Kau tidak bisa berpendapat seperti itu Lily…
Aku baru sadar. Tidak ada yang bisa kulakukan lagi. Potter mengajakku ke Hogsmeade. Mungkin, dengan wajah muram.
"Maukkah kau ke Hogsmeade bersamaku Evans?" Tanyanya loyo. Sirius Black, yang bersama Potter 10 kaki di belakang.
"Ya," Jawabku ragu. Akankah aku menyesal atas pilihanku ini? Potter, yang langsung mendongak dan membulatkan matanya tidak percaya. Aku berkata ya. Potter meloncat-loncat senang dan ngacir duluan. Aku tersenyum. Ya, tersenyum.

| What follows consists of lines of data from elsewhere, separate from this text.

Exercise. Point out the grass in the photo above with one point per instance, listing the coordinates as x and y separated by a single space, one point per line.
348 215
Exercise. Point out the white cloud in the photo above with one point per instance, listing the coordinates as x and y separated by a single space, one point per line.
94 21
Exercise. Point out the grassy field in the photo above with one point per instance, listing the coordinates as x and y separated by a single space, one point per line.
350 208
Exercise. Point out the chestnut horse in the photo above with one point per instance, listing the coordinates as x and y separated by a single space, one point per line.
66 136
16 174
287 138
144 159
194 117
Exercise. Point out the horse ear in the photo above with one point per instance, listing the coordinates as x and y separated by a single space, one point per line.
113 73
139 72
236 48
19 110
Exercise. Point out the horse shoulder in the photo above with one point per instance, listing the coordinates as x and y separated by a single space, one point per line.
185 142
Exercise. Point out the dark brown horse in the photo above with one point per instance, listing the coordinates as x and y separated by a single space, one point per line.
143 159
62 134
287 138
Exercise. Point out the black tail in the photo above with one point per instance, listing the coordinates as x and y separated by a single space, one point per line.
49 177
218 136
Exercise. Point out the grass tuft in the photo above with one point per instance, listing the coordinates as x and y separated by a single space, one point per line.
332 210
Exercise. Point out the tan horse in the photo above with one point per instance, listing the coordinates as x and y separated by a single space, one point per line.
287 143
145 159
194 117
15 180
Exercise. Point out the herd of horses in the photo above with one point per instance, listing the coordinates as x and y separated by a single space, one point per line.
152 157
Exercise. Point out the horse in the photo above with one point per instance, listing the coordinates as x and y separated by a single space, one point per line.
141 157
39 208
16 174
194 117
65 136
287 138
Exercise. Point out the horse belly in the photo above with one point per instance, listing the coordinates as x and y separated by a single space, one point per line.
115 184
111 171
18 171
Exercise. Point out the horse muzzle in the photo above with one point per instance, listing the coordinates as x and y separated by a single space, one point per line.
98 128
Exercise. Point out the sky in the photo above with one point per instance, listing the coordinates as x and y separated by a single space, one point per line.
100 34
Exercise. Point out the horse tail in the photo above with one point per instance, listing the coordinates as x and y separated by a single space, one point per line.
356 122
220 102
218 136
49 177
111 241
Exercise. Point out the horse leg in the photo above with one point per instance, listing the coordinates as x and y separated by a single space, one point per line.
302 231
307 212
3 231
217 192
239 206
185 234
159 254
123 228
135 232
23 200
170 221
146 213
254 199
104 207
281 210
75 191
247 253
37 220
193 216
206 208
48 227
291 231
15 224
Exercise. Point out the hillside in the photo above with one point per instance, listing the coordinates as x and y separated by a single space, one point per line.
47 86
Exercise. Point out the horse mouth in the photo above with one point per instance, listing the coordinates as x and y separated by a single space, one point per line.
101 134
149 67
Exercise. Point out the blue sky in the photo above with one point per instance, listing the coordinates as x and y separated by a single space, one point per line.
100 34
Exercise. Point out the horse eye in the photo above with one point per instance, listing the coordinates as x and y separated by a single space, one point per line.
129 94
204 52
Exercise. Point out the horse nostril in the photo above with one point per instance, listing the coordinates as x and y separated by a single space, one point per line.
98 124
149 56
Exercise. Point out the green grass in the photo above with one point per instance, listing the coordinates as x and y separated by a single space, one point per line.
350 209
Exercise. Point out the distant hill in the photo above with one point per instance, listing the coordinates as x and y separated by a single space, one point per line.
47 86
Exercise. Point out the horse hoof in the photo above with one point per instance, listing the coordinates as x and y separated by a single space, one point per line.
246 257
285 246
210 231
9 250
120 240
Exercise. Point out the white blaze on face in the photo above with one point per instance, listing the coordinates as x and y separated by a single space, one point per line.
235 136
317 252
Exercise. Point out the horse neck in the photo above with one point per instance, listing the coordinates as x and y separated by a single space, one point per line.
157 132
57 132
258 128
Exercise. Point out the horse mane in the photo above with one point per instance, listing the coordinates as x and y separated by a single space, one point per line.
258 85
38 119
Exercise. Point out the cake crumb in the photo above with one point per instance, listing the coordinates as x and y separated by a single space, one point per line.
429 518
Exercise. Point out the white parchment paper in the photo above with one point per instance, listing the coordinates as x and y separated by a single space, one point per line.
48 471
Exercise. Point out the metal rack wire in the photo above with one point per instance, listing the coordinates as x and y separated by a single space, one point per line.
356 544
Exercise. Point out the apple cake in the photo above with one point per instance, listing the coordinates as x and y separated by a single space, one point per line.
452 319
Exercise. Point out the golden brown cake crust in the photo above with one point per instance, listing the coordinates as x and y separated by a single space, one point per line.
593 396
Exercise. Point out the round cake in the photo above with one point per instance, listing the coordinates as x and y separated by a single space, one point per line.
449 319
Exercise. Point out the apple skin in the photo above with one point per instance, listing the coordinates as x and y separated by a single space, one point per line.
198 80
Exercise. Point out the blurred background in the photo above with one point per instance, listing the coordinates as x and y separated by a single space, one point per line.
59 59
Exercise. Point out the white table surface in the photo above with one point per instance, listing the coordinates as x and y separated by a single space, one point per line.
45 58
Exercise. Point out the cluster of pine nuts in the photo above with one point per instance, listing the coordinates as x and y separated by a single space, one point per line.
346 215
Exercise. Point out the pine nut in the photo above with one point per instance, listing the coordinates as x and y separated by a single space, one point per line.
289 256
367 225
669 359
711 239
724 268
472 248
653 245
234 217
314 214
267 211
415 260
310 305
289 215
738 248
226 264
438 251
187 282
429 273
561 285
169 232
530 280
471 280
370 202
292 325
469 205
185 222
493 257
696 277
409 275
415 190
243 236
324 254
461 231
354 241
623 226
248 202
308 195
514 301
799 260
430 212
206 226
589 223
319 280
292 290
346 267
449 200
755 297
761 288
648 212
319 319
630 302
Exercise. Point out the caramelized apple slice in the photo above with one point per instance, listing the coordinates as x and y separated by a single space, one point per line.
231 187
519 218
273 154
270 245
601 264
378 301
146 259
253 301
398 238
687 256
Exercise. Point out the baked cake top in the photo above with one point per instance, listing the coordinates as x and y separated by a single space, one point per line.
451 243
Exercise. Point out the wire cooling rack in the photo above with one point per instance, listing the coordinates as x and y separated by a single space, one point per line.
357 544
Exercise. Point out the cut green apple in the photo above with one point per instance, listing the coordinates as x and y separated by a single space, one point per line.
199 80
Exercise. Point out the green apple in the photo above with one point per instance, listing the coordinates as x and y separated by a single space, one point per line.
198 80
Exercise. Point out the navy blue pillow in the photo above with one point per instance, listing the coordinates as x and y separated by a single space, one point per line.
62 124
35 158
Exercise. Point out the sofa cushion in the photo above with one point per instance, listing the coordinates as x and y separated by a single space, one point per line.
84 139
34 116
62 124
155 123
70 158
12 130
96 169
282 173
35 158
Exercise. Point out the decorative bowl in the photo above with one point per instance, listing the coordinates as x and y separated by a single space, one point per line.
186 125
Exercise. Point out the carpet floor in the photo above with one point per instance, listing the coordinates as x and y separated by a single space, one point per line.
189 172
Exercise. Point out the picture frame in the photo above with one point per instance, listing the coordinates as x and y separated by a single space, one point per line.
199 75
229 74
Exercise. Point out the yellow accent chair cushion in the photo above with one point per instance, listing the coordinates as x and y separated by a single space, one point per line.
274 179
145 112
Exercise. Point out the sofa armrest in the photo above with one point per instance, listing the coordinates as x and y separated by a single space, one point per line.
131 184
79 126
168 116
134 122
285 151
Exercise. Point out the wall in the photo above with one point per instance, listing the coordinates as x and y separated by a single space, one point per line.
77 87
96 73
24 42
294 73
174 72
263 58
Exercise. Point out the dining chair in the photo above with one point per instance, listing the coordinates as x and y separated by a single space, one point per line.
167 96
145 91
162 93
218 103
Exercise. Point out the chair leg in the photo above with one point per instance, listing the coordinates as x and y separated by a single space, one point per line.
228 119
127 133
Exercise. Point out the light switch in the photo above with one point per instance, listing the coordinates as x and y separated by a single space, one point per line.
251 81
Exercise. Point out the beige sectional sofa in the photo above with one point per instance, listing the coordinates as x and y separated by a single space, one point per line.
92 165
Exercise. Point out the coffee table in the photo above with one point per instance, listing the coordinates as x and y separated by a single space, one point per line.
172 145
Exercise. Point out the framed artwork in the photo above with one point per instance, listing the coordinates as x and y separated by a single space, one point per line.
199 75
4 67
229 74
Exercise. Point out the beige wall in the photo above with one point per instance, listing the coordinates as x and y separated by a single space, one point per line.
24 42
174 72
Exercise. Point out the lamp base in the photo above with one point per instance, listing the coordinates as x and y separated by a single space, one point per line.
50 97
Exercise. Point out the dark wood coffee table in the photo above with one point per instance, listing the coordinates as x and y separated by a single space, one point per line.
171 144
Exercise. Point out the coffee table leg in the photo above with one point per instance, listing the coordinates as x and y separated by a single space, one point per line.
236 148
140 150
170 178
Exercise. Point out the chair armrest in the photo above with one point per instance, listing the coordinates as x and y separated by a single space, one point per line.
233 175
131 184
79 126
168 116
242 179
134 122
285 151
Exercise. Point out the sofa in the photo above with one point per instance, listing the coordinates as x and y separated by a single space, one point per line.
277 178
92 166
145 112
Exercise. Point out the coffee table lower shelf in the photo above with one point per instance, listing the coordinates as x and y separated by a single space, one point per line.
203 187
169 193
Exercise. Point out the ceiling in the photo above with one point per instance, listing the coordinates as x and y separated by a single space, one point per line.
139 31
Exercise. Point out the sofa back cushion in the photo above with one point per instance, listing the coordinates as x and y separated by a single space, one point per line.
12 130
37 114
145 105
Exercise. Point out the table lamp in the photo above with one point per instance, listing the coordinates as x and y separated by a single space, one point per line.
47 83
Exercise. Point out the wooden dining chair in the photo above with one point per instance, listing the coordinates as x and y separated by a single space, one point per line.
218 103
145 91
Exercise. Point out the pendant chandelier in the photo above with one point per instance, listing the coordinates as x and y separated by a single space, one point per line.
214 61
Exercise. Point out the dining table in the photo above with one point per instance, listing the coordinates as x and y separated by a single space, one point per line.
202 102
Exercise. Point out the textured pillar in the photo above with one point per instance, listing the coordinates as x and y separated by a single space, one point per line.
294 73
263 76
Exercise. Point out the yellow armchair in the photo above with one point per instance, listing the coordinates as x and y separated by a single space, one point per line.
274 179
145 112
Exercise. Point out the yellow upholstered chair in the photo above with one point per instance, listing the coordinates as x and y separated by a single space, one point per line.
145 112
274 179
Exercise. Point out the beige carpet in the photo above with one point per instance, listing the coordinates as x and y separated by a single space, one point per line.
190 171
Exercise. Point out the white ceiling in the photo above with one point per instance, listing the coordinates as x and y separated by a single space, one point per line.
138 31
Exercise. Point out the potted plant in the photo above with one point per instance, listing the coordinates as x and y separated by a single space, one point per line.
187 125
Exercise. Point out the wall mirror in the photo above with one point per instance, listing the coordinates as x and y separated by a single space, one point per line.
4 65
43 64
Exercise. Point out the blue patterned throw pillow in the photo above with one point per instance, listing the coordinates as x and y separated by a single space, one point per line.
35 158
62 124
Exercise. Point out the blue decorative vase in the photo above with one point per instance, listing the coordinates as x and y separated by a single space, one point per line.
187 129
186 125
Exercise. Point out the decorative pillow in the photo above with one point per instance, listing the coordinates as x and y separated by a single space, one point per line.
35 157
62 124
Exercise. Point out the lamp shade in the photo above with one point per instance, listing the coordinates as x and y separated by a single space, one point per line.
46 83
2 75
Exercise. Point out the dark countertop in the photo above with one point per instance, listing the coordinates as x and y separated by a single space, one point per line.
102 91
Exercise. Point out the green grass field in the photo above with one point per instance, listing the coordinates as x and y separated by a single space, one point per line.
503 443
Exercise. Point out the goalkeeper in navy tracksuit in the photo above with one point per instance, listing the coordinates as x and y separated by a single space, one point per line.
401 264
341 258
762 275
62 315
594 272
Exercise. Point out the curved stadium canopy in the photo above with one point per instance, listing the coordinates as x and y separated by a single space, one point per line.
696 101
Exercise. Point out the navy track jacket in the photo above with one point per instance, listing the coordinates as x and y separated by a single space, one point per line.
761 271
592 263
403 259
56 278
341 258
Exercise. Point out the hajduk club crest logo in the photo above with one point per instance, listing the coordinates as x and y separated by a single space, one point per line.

"Jadi kemana kita, Evans?" Tanya Potter, yang dipelototi oleh sejumlah banyak orang karena berkencan denganku. Aku hanya menghela napas, menunjuk The Three Broomstick. Potter mengangguk normal, dan kami segera ke sana. Madam Rosmerta menyediakan butterbeer, dan aku lihat Potter hanya bisa berdiam diri. Kencan yang menarik. Kubunuh dia kalau tidak bisa membuat hariku menyenangkan.
"Well Evans, Apakah kau masih berhubungan dengan Snape?" Tanya Potter, dengan nadanya yang sebisa mungkin biasa. Bagus Potter. Pertanyaan yang bagus untuk membuatku meledak.
"Bu…bukan urusanmu," Jawabku kaku, mengisap kembali butterbeer yang berbuih itu. Sekali-kali James Potter itu mengerling ke arah Zonko, dan aku tahu dia sangat menginginkan kesana. Sekali lagi, aku hampir meledak, tapi kutahan. Dalam hati, aku berpikir. Jadian saja dengan Zonko, Tapi kuhilangkan semua kekeras kepalaan dan tempramentalku itu. Yah, kau tahulah.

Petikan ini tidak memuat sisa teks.